Son Osmanlı Mebusan Meclisi’nin Açılması ve Faaliyetleri
SON OSMANLI MEBUSAN MECLİSİ’NİN AÇILMASI VE FAALİYETLERİ
Meclisin Açılması ve Misak-ı Milli Kararlarının Alınması
Türk Kamuoyu 1919 yılının sonlarını, yeniden açılacak olan Mebusan Meclisi’nin açılış hazırlıklarıyla geçirdi. 21 Aralık 1918’den beri kapalı bulunan Mebusan Meclisi’nin açılması için, 1920 yılının başlarında bütün hazırlıklar tamamlanmış, seçilen meclis üyelerinin bir kısmı da başkente ulaşmıştı. Bu seçimlerde ilk defa resmen Erzurum mebusu olarak meclis üyesi seçilen Mustafa Kemal, İstanbul’da toplanacak olan meclisin çalışmalarına katılmayı düşünmüyordu. Zira O’na göre fiilen işgal altında bulunan İstanbul’da bu meclisi ciddi tehlikeler bekliyordu.
Bütün sakıncalarına rağmen, seçilen 168 mebustan ancak o güne kadar İstanbul’a ulaşabilen 72’sinin katılımıyla meclis, 12 Ocak 1920’de resmen açıldı ve çalışmalarına başladı. ,
Daha önce komutanlar toplantısında alınan kararlar gereğince, Anadolu’dan seçilerek İstanbul’a giderken Ankara’ya uğrayan meclis üyelerine Mustafa Kemal Paşa; durumun zannedildiği kadar kötü olmadığını, cesaretli olmaları gerektiğini, mecliste kendisini gıyaben başkan seçmelerini ve milli teşkilatın şimdiye kadar kongrelerde aldığı kararları mecliste onaylatacak “Müdafaa-i Hukuk Grubu” adıyla güçlü bir grup kurmalarını tavsiye etmişti.
12 Ocak Pazartesi günü saat 14.00’de açılan mecliste padişahın bir beyannamesi okundu.

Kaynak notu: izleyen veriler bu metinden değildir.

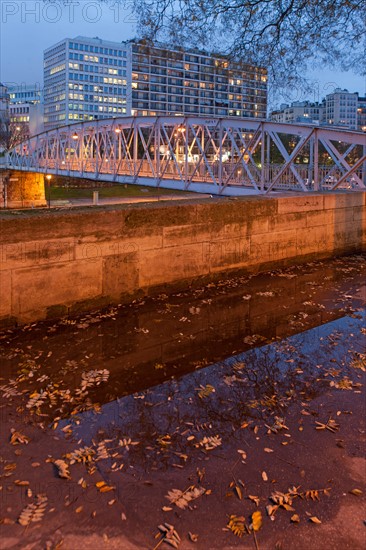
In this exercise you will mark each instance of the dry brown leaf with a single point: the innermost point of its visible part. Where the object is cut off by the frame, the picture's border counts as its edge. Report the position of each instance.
(237, 525)
(183, 498)
(254, 499)
(238, 492)
(356, 492)
(18, 438)
(62, 469)
(21, 483)
(33, 512)
(192, 537)
(314, 519)
(205, 391)
(256, 520)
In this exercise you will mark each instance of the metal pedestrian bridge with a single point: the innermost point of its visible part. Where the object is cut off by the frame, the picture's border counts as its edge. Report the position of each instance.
(210, 155)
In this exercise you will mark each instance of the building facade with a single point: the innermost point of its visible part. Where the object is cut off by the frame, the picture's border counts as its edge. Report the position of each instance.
(90, 78)
(299, 112)
(341, 109)
(25, 111)
(166, 81)
(361, 114)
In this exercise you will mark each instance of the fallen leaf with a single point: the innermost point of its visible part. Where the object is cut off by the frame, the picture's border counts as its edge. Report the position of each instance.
(314, 519)
(237, 525)
(192, 537)
(18, 438)
(356, 492)
(62, 469)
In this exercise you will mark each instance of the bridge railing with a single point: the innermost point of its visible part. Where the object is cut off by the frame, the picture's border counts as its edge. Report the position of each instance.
(224, 156)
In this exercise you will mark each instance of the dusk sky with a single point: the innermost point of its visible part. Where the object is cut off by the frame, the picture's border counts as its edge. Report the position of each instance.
(27, 28)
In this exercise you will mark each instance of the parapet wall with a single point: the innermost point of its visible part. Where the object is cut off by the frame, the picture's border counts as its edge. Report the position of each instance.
(58, 262)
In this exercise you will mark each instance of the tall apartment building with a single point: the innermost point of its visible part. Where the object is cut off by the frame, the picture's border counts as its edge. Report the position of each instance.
(299, 112)
(341, 109)
(361, 114)
(25, 110)
(90, 78)
(84, 79)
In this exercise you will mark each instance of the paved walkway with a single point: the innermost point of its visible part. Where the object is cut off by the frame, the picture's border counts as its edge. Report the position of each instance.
(127, 200)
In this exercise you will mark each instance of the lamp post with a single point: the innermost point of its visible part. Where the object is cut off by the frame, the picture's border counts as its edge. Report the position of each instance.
(48, 178)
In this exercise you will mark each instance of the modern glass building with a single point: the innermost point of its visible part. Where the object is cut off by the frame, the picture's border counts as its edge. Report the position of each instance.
(84, 79)
(90, 78)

Sultan rahatsızlığı sebebiyle açılışa katılmamıştı. Mecliste okunan beyannamesinde padişah özetle; ülkenin içinde bulunduğu durumu belirtiliyor ve üyelere çalışmalarında başarılar diliyordu.

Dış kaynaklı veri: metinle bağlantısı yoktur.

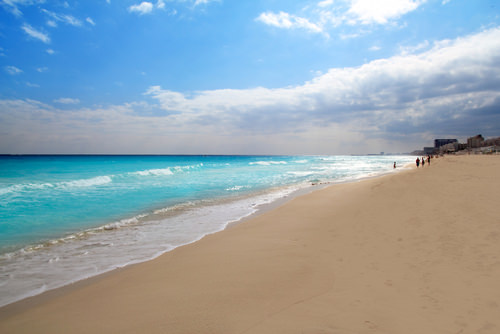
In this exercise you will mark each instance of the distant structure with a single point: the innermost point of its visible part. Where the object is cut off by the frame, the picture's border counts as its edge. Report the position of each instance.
(475, 142)
(441, 142)
(474, 145)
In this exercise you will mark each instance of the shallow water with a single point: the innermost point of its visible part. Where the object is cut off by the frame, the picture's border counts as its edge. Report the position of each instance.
(64, 218)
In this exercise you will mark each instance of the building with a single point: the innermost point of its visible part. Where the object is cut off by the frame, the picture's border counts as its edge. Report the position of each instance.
(475, 142)
(441, 142)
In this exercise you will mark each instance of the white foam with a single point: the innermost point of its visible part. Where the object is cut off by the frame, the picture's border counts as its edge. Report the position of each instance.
(268, 163)
(155, 172)
(92, 252)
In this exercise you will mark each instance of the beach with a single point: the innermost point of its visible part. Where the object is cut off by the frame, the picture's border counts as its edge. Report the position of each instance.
(411, 252)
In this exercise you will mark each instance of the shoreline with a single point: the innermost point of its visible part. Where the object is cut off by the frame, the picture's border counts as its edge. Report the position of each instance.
(258, 203)
(406, 252)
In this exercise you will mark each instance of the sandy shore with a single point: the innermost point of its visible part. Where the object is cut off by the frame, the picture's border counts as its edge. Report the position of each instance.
(416, 252)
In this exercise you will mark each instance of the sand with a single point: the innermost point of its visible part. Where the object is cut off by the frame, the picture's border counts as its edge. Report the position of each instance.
(415, 252)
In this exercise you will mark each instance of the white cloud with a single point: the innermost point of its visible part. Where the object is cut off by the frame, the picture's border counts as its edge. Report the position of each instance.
(288, 21)
(68, 19)
(142, 8)
(452, 88)
(13, 5)
(381, 11)
(146, 7)
(329, 14)
(67, 100)
(12, 70)
(411, 89)
(35, 33)
(203, 2)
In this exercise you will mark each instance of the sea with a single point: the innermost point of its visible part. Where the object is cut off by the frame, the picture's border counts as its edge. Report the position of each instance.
(67, 218)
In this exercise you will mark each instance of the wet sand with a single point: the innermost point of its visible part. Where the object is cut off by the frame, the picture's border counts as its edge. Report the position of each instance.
(413, 252)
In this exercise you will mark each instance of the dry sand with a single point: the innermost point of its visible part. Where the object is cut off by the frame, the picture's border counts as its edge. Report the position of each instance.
(416, 252)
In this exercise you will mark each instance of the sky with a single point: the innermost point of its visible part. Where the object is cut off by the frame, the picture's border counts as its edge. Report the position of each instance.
(246, 77)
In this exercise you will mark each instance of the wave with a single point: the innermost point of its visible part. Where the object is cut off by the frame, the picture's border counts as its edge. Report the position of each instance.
(95, 181)
(82, 183)
(268, 163)
(166, 171)
(154, 172)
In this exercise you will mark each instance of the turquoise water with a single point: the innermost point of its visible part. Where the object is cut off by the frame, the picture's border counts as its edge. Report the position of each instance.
(63, 218)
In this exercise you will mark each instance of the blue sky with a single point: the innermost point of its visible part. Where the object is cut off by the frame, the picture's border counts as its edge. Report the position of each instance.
(246, 77)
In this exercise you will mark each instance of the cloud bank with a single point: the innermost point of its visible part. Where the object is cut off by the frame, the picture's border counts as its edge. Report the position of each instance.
(452, 89)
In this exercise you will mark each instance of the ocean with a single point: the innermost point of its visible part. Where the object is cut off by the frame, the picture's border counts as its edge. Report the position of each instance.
(66, 218)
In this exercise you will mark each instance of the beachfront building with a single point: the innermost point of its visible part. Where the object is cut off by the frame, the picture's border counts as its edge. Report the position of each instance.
(475, 142)
(441, 142)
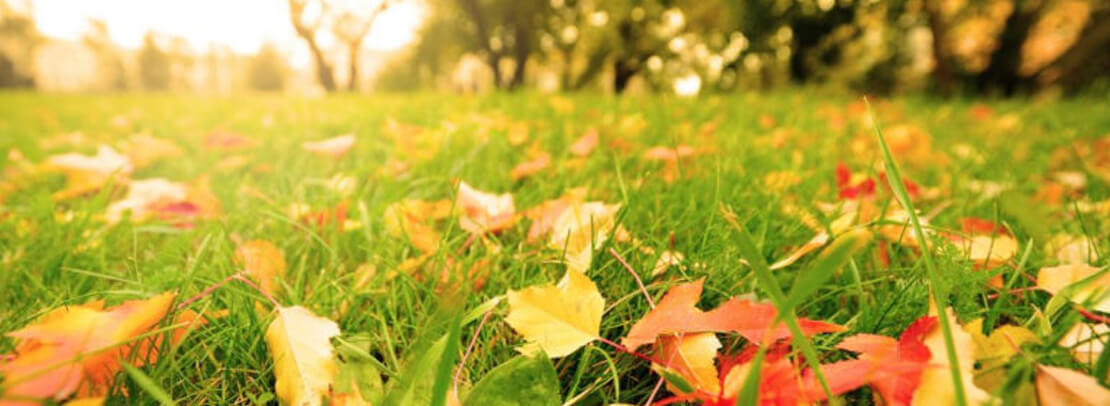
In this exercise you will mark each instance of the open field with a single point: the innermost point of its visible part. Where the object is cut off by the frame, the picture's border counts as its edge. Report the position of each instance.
(1037, 173)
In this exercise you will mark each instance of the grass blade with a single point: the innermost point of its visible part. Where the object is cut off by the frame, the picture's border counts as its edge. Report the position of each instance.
(749, 251)
(940, 292)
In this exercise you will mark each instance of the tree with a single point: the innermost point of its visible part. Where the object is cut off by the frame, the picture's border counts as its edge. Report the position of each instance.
(266, 70)
(352, 29)
(504, 29)
(153, 64)
(305, 24)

Meclis üyeleri, çalışmalarına başladıktan sonra Anadolu’dan gelen temsilciler, Mustafa Kemal’i gıyaben başkan seçtirmeyi gündeme getiremediler. Mecliste tavsiyeler doğrultusunda bir grup kurdular ama adına, tenbih edildiği gibi Müdafaa-i Hukuk değildi, Felah-ı Vatan Grubu diyebildiler. Felah-ı Vatan Grubu’nun meclise getirdiği, Millî Heyet’in kurtuluş için ileri sürdüğü fikirler Mebusan Meclisi’nde herhangi bir muhalefete maruz kalmadı. Nihayet bu fikirler, grubun 22 Ocak 1920 tarihli gizli oturumunda ele alınarak son şekline kavuşturulduktan sonra, Meclisin 28 Ocak 1920 tarihli yine gizli oturumunda oy birliği ile kabul edilmiştir. Böylece Milli Heyet’in daha önce kongrelerle ortaya koyduğu Millî kurtuluş planı tam anlamıyla hukukî hüviyet kazanmış oluyordu.

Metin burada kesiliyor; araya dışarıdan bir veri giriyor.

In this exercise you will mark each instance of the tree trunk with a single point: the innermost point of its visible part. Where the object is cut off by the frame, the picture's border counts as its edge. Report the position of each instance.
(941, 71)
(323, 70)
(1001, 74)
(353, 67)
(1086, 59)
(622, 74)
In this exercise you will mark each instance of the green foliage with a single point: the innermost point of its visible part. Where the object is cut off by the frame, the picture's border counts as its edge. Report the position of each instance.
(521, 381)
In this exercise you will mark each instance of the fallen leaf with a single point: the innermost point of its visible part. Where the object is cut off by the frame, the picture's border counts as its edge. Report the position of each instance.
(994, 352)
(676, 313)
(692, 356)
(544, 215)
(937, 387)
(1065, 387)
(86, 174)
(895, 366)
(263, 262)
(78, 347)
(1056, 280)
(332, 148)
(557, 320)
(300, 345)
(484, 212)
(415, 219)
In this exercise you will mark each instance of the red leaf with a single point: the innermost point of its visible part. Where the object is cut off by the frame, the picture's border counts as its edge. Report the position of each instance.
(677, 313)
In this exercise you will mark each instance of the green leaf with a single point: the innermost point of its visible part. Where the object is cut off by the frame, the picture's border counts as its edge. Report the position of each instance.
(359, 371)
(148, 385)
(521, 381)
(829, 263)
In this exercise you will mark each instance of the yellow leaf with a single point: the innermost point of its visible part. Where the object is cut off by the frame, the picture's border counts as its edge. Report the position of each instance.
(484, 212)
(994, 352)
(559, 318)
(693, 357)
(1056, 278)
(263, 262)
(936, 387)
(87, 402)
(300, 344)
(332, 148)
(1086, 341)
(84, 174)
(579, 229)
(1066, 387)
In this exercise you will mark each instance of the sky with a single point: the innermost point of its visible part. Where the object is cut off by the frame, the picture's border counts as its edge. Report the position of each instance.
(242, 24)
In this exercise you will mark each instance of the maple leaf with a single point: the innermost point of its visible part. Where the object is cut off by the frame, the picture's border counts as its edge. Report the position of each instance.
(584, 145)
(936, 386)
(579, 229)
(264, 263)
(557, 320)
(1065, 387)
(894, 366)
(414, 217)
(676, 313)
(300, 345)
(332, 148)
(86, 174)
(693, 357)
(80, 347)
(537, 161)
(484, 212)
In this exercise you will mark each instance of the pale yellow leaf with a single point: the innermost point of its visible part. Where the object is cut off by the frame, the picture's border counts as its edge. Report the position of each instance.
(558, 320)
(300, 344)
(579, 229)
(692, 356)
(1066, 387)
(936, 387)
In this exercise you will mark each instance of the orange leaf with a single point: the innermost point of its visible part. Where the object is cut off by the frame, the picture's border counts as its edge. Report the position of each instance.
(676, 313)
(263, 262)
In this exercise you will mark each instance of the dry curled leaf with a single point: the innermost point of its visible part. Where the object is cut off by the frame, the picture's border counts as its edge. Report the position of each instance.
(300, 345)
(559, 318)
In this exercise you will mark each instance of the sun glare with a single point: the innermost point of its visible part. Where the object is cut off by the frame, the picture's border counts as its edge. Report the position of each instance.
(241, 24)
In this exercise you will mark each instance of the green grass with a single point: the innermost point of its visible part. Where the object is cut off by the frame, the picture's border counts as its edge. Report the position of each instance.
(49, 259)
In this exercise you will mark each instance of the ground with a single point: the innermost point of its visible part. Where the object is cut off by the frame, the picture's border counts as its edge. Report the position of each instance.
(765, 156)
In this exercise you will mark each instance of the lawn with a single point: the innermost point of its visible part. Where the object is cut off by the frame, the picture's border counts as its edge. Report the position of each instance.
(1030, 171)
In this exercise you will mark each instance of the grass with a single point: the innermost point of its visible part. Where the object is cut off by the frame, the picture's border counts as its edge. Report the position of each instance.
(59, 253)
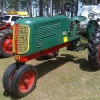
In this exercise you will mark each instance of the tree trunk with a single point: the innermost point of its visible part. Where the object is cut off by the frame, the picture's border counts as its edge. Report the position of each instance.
(2, 8)
(63, 12)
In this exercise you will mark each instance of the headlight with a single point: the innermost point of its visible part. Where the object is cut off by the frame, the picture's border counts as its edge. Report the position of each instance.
(91, 15)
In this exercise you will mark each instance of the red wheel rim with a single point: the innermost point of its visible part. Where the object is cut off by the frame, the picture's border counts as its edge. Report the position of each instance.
(99, 52)
(7, 45)
(12, 74)
(27, 81)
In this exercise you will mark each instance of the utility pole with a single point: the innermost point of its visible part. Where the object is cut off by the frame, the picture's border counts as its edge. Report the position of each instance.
(2, 8)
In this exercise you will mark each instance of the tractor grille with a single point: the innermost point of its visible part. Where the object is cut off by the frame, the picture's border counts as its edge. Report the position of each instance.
(21, 38)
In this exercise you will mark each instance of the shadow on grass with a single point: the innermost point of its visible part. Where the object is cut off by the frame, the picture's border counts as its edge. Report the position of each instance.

Peymân-ı Milli, Millî And gibi isimlerle de anılan kararlar manzumesi için en yaygın ifade Misak-ı Millî ifadesi olmuştur. Metinde yer alan kararlar şunlardır:
a) Osmanlı Devleti’nin Mondros Mütarekesi’ni imzaladığı tarihte (30 Ekim 1918), İtilâf Devletleri’nin işgali altında bulunan Arap çoğunluğun yaşadığı Osmanlı topraklarının durumu, halkın serbestçe verecekleri oya göre belirlenmesi gereklidir. Bunun dışında mütareke hududu içinde Türk ve İslâm halkın oturduğu kısımlarının tümü, hiç bir şekilde parçalanamaz bir bütündür.
b) Daha önce halkı ilk serbest kaldıkları zamanda, kendi oylarıyla anavatana katılmış olan üç sancakta (Elviye-i Selâse = Kars, Ardahan, Batum) gerekirse tekrar halk oylamasına gidilmesini kabul ederiz.
c) Türkiye barışına bırakılan Batı Trakya’nın durumunun da yine halkın hür iradesiyle verecekleri oylarıyla belirlenmelidir.
d) Hilafetin, saltanatın ve hükümetin merkezi İstanbul ile Marmara Denizi’nin güvenliğinin tam olarak sağlanması şartıyla, boğazların dünya ticaret ve ulaşımına açılması hususunda, bizimle birlikte ilgili devletlerin ortaklaşa verecekleri karar geçerli olacaktır.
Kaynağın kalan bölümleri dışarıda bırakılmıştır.